By Joseph Lisanti
The S&P 500's 3.5% gain in November was second only to its advance in July. Last month's rise in the index would have led the pack had the month ended before Thanksgiving Day. At that point, the benchmark was up 4.9%.
In recent years, strong Novembers have been common. Four of the five most recent Novembers have seen S&P 500 gains in excess of 3%. That's better than the historical averages for the month since 1928, 1946, and 1980.
Last month, 401 of the stocks in the "500" rose in price, indicating considerable breadth in the advance. For 2005 through November, the index was up 3.1%. But if you exclude the energy sector, the advance was only 0.8%.

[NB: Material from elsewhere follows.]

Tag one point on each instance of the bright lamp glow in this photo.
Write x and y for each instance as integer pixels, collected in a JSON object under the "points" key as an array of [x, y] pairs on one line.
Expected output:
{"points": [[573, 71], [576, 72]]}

November was not only a good month for stock price appreciation, it was also beneficial for investors looking for income. There were 182 dividend increases in November among the 7,000 companies that report their dividend actions to Standard & Poor's. That's up 28% from a year ago and 41% from November 2003.
Last month was so good that some investors fear December will pale by comparison. In fact, since 1980, November has outpaced the final month of the year with a 2.1% average gain vs. 1.7%.
But how does the "500" perform in December when November gains are much above average? Over the past 25 years, there have been 13 instances in which the S&P 500 posted a gain of 3% or more in November. The average December gain since 1980 has been 1.7%, but in the 13 years that featured strong Novembers, the average December increase slowed to only 0.6%.
Will the market advance slow again this December? The economy looks good, with solid job growth and declining energy prices. Add to that the 1.2% rise in the S&P 500 on the first trading day in December, and it's hard to see conditions that might do much harm to stock prices by yearend.